AMIS: well, it's quite simple: the Stone Tape hypothesis is about the possibility of a natural material occurrence (that stones, walls, etc may be able to record sound etc in the way that magnetic tapes do). This is a far more feasible and sensible possibility than invisible things floating about going Woooo and Obey Me Or Die and stuff.

IorekByrnison · 11/09/2008 22:08

Having just looked it up, I would love to see the Nigel Kneale play though (which is apparently where the phrase "Stone Tape" originated). It's my favourite vintage for TV horror.

UnquietDad · 11/09/2008 22:10

[whisper] it's on the Choob starts here

ruty · 11/09/2008 22:14

depends what you class as natural material SGB. We still have no idea wha dark matter consists of. We are still looking for the 'god particle'. so consciousness, and even one's spirit, may be a natural material that we have not yet been able to define. So may God.

onager · 11/09/2008 22:24

I googled this and only saw the fictional film. I'm reliably informed that flat plastic discs can record sound so I can't rule it out Anyone got a link?

That has triggered a memory of a science fiction story from way back which may have been based on some truth.

If you've ever made pottery then you may remember doing this. Sometimes you turn a nearly dry pot over and hold a pin with a wooden handle to the base as it rotates to make neat grooves.

Any vibration in the room would tend to disturb the pin and cause irregularities. In a crude way this is how you'd make a gramophone record. Resting a needle on the finished pot and rotating it should play back the sound recorded on the surface.

I think the SF story had someone 'playing back' a pot made two thousand years ago and hearing someone in the background speak of this new carpenter/preacher everyone was talking about.
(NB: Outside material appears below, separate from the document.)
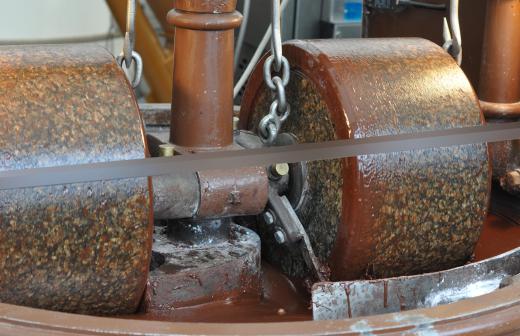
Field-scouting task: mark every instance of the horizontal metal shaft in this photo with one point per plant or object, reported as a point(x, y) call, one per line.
point(257, 157)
A fun idea even if not actually practical

solidgoldbrass · 11/09/2008 22:29

I don't believe the Stone Tape hypothesis, I described it originally as on the outside edge of scientific possibility but still more plausible than any of the imagainary friends people trot out.
ONager, I think I vaguely remember reading that story as well.

UQD I like Nigel Kneale, he wrote some very good short stories as well as Quatermass.

IorekByrnison · 11/09/2008 22:40

Phew. Normality is restored.

SGB, I asked dd today about the incident I described on the other thread which you suggested might possibly be related to stone tape activity.

She still insisted it was real, but when pressed said "it was your shadow". Which either indicates a completely mundane explanation, or something really scary...

Can't wait to watch the play. Thanks for link UQD.